As I explained on Friday, reaching the 5 year post-transplant mark is a significant step for anyone. It gives a remarkable psychological boost that – for me at least – makes me feel like I may be approaching normal. Ordinary. A regular person.

But, the truth is, I want to be more than normal. I relish abnormality – I want to be as different, as unique and as extraordinary as I have been up to this point. I don’t want to let 5 years pass and think it’s OK to let it rest.

I want to tell the world the impact that my donor has had on my life.

I want to show the world the power of transplantation.

I want to help people understand how important being registered to be an organ donor is and the lives you could save and transform.

I want to be remarkable in the truest meaning of the word.
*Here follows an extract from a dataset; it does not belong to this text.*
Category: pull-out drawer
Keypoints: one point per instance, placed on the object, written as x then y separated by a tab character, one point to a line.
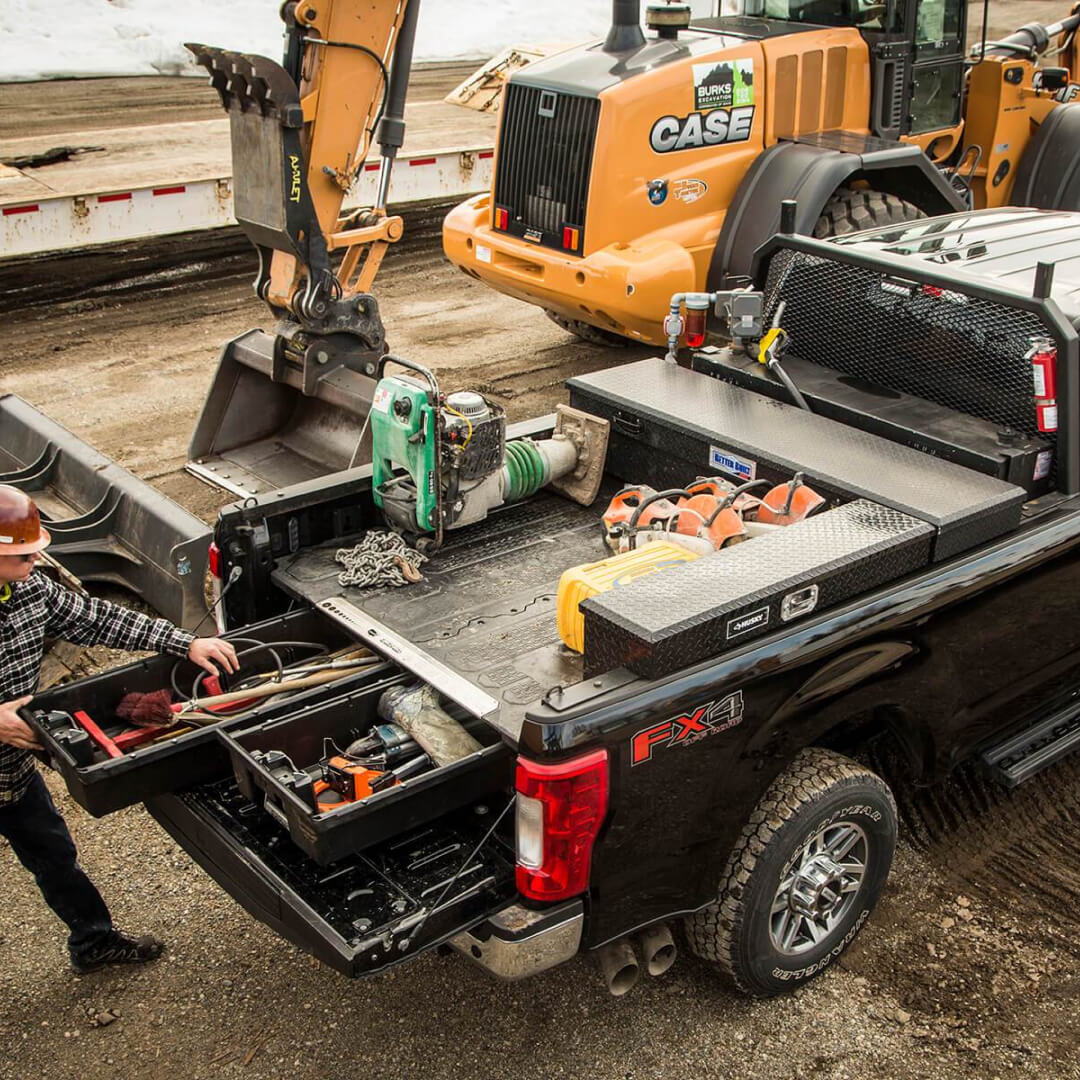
313	736
102	783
I want all of these things, but more than anything, I want you to know that extraordinary lives can be lived by all of us every single day. With a deep breath, a smile and a kind word to those around us, we can all have an impact. By signing the Organ Donor Register, we can all leave a legacy. By making sure our loved ones know our wishes, we can all be a part of something bigger.

Tomorrow, on my 5th second birthday, I will be releasing Smile Through It: A Year on the Transplant List on Kindle, closely followed by ePub and physical versions, too. It’s designed to give people an insight into just how hard it is to do nothing but sit and wait.

I want you all to remember that there are too many people in the world with their lives on pause while they wait.

Don’t leave your life on pause; find the play button and let’s make sh*t happen.

Photo: Brian Gurrola on Flickr.

A weekend of reflection

This weekend, I celebrate four years of new life and give thanks to the person that has given me this chance.

Thanks to my transplant occurring after midnight, it means I can enjoy two totally separate days:

The first day is dedicated solely to my donor, to give thanks, pray for their family and think of what they have done for me and everyone in my life by being so selfless at the worst of times.

The next day can then be exclusively a day of celebration, a day when I can allow myself to rejoice in the gift I’ve been given and the things it’s allowed me to do.